Purpose of review: Burkholderia pseudomallei, the causative agent of melioidosis and a potential biological weapon, is still unfamiliar in some areas where sporadic cases are being reported among travelers. This review highlights findings in 2002-2003 and is an extension of a recent review by Dance [1 *]. Recent findings: The allele profiles of B. pseudomallei are distinguishable from avirulent Burkholderia thailandensis, but Burkholderia mallei is a clone of B. pseudomallei. Capsule and a type III protein secretion apparatus enable B. pseudomallei to survive intracellular killing and facilitate intercellular spread. A strong antibody response to infection is useful for monitoring disease activity. A mutant that is auxotrophic in the branched chain amino acid biosynthetic pathway has been found to be attenuated and protective. A new selective media is useful for isolation from contaminated specimens and the environment. Molecular techniques have been developed to distinguish B. pseudomallei from B. thailandensis and B. mallei as well as for serological diagnosis. Classification of the clinical manifestation is proposed to facilitate global communication, and will be useful to compare the efficacies of new regimens and adjunctive immunomodulatory therapies, such as granulocyte colony-stimulating factor and activated proton C for septicemic melioidosis.

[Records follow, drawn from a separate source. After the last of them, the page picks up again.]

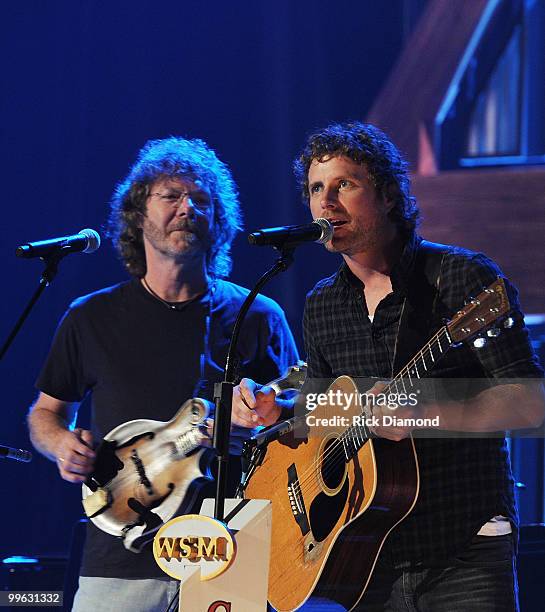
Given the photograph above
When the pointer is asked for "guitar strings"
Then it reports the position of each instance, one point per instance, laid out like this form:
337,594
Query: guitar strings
309,480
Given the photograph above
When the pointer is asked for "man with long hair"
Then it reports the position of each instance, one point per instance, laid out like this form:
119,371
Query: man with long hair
143,347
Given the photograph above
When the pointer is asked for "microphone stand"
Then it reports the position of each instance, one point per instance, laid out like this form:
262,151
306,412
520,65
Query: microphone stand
51,264
223,392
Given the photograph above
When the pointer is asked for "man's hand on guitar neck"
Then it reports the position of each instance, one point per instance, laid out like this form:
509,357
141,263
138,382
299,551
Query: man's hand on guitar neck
254,405
75,455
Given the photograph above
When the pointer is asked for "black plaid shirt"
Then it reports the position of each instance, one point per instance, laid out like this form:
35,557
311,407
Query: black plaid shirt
464,482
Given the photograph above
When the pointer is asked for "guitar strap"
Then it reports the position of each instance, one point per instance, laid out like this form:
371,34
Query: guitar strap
423,311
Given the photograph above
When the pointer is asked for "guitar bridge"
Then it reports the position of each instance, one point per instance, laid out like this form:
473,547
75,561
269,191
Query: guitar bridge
297,502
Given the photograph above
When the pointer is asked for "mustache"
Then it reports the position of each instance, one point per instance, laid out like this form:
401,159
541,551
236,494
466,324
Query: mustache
184,225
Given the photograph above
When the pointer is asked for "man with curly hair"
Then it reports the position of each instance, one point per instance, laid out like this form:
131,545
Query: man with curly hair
143,347
455,549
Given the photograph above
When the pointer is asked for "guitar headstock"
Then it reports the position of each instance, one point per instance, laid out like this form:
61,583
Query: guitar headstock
480,312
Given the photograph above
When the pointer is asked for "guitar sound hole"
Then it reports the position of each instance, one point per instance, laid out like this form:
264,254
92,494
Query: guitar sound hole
333,464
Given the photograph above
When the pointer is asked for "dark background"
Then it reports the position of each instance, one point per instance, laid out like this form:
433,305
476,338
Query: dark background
85,84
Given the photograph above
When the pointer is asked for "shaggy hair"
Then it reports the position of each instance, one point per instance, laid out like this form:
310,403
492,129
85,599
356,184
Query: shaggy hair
367,145
174,158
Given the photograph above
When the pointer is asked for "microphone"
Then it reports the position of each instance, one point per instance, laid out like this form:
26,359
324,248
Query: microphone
273,433
87,241
320,230
15,453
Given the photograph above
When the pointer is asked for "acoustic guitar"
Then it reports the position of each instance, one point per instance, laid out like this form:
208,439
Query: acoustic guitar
147,471
337,493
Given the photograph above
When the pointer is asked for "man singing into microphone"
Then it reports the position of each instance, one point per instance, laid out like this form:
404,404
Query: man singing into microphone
455,550
143,347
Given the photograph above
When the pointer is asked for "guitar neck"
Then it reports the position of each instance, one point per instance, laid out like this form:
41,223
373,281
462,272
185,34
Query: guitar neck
356,436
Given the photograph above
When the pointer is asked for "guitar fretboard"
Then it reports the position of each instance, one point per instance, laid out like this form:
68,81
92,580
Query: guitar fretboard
357,435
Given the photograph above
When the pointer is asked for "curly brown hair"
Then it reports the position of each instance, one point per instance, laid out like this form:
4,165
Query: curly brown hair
365,144
174,157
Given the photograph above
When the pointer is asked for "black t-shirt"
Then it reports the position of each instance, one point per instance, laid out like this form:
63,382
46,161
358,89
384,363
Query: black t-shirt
141,360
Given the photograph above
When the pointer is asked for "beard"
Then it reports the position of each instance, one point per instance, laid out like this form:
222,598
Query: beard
178,239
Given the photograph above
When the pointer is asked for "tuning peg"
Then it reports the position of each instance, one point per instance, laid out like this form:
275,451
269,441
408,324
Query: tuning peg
479,342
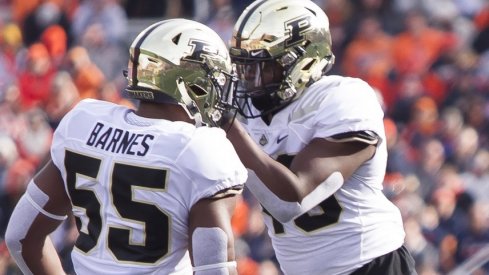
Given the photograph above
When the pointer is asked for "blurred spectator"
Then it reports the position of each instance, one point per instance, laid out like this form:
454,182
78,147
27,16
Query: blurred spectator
476,178
466,146
46,14
36,78
110,58
419,45
35,140
108,13
10,45
368,56
477,236
64,95
56,41
87,76
424,253
221,19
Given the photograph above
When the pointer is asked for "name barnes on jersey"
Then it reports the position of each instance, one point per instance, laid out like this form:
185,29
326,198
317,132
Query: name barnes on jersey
118,141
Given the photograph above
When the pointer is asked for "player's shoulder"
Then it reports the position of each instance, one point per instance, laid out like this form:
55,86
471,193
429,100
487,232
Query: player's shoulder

Summary: Study of pathogenesis and intracellular survival of B. pseudomallei is advancing and may lead to better methods of therapy and vaccine production. New antimicrobial agents and immunomodulators are being studied to shorten the duration of treatment in the acute and maintenance phases, reduce the high mortality rate in septicemic melioidosis, and prevent relapses. © 2004 Lippincott Williams & Wilkins.